Ces jeunes à l’histoire déjà dense ont été jusqu’à 1 400 à arriver sur le sol aveyronnais en une année, au plus fort de la crise migratoire. Majoritairement venus d’Afrique de l’ouest, ils ne "souhaitent qu’une chose : aller à l’école, apprendre un métier et travailler en France", selon un bénévole du Secours catholique. Certains y arrivent, au prix d’un éprouvant parcours administratif.

Dans l’Aveyron comme ailleurs, les premières arrivées d’importance de Mineurs non accompagnés ont été constatées en 2018. Cette année-là, le conseil départemental affirme, par la bouche de son président Jean-François Galliard, en avoir reçu 647 sur les 9 premiers mois de l’année. "C’est une accélération qui pose problème. On a du mal à faire face à nos responsabilités, le Département ne dispose que de 109 places… On est en overdose", affirmait à l’époque le président Galliard.

Selon les bénévoles locaux impliqués, l’Aveyron a été à une certaine période 10e département en termes de nombre d’arrivées en France. Il n’y avait pas de structure ni de dispositif d’accueil vraiment performant, " ce qui fait qu’un certain nombre était dans la rue ", se souviennent plusieurs personnes engagées.

Ils sont "une chance pour la France", selon ce bénévole engagé dans l’aide aux Mineurs non accompagnés de la région de Rodez. "L’anonymat est capital sur ces dossiers. Nous ne sommes pas là pour nous mais pour les autres. Ces jeunes nous confient leur détresse", explique Gérard, dont le prénom a été modifié.

Depuis près de quatre ans et aux côtés notamment du Secours catholique, il s’investit pour un accueil digne de ces jeunes migrants en provenance principalement du Mali, de Côte d’Ivoire, de Guinée, du Sénégal ou du Cameroun.

"Ceux qui arrivent par la Sicile ont le parcours le plus difficile, ils passent par la Libye"

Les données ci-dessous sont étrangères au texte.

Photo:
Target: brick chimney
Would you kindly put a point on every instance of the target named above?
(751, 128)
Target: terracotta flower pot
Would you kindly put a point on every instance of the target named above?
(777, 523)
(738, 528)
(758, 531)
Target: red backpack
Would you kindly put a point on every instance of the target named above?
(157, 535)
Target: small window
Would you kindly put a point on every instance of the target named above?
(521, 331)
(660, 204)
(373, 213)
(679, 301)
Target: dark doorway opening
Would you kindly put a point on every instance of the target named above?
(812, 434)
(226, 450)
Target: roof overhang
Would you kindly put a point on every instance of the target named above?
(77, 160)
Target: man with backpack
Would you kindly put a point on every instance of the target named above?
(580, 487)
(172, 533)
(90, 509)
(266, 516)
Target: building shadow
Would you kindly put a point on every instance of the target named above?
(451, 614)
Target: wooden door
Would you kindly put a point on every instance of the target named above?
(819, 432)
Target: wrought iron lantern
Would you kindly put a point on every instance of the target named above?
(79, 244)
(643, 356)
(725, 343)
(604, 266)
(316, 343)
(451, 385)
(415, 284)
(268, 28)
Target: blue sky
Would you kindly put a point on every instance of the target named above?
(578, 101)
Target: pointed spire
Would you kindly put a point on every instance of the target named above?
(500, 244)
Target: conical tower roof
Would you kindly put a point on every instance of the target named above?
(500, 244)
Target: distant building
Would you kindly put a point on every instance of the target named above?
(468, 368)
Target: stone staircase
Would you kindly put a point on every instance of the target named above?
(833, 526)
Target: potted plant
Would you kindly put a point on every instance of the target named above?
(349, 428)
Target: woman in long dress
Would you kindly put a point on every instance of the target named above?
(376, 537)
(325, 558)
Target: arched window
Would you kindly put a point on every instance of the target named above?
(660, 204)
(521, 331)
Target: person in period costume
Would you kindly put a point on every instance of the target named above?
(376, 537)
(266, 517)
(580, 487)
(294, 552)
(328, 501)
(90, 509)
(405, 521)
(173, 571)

Gérard est loin d’être seul dans cette aventure, car aux quatre coins du département, des structures d’accueil et associations d’aide sont mobilisées : Môm’O chaud, Secours catholique, Emmaüs, foyers de jeunes travailleurs, associations la Pantarelle, Village 12 ou Émilie de Rodat, structures à Sénergues ou au château de Floirac, Fédération des œuvres laïques, Restos du cœur… Une addition de bonnes volontés pour accueillir au mieux ces jeunes, partis de chez eux car "poussés par la misère", comme l’explique le bénévole.

Au terme de plusieurs mois ou années d’errance, ils sont arrivés en France en traversant soit l’Espagne, soit l’Italie.

"Ceux qui arrivent par la Sicile ou Lampédusa ont le parcours le plus difficile, ils passent par la Libye. Ils rentrent en Italie, dans de très difficiles conditions. On prend leurs empreintes et l’Italie devrait les garder au regard des accords de Shengen, mais elle n’a pas de raison de faire d’excès de zèle. Deuxième voie d’accès : le Maroc ou les îles Canaries, avec parfois quelques variantes", explique Gérard. Les jeunes sont dans ce cas recueillis par l’Espagne et il arrive, comme en Italie et selon plusieurs bénévoles, qu’on leur offre un ticket de bus pour se rapprocher de la frontière…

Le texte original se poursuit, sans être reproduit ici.